SVA Value Status Interpretation
< 2.0 Rock Solid Perfect phase-lock. The compositor is hitting its timing target with sub-millisecond precision.
2.0 - 5.0 Stable Normal OS jitter. Minor scheduling fluctuations that are generally imperceptible to the eye.
5.0 - 15.0 Jittery The scheduler is "hunting" for the pulse. Motion may appear slightly nervous or "micro-stuttery."
> 15.0 Unstable Serious timer drift or CPU contention. The compositor cannot maintain a consistent cadence.

SVA vs. SYN: The Safety Offset Case

A common point of confusion is seeing a Sync Score of 50 with a very Low SVA (e.g., 0.5).

  • Low SYN (~50): Means the frames are consistently landing in the dead-center of the refresh cycle (the "Safety Offset" strategy).
  • Low SVA (< 1.0): Means that 50% offset is being hit with perfect precision.

In this scenario, the rendering is perfectly stable. The compositor is intentionally trading half a frame of latency for a massive safety buffer to ensure no frames are ever dropped.
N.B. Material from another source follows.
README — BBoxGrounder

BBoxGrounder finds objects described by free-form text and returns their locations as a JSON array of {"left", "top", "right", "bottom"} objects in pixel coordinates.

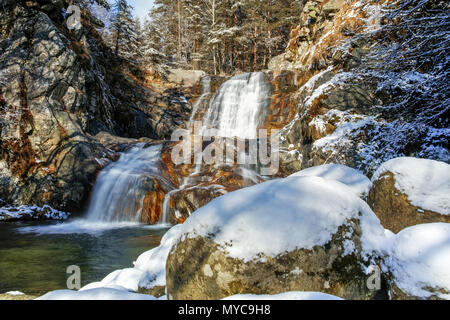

If the SVA were high (e.g., 20.0), it would indicate that the 50% score is just a lucky average of a broken, drifting clock.

Diagnostic Use

If you are experiencing "judder" despite a high average FPS:

  1. Check SYN: If it is low, the compositor is poorly aligned or using a safety offset.
  2. Check SVA: If it is above 10.0, your OS scheduler or compositor timer is being interrupted by background tasks, thermal throttling, or driver-level power management.